Curioso, o menino Awbirã quis saber mais:
— E o senhor se alimenta de quê?
— Sou onívoro, respondeu o Guará com orgulho. Como pequenos mamíferos, aves, répteis, insetos e frutas como a lobeira, que adoro. Já o lobo da Europa é carnívoro, e caça alces, veados e javalis. Mas nenhum de nós, nem aqui nem lá, tem humanos no cardápio.

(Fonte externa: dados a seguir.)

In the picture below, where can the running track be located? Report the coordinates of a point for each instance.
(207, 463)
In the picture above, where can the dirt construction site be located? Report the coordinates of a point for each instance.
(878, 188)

As crianças riram aliviadas. Mas o Guará, com sua sabedoria ancestral, fez um alerta:
— Mesmo que eu não represente perigo, a floresta é cheia de seres mais perigosos, como as onças e as serpentes venenosas. Crianças não devem andar sozinhas por estas trilhas. A mata é bela, mas exige respeito. Voltem sempre com seus pais.
Com um aceno de cauda e passos leves como o vento, o Guará desapareceu entre as folhas.
Awbirã e Anawí voltaram para casa com uma nova história para contar — uma história de verdade, onde o “lobo” era amigo, sábio e filho da terra como eles.
Moral da fábula: Nem tudo que aprendemos nos livros é igual em todas as partes do mundo. O saber da floresta ensina com respeito, convivência e verdade.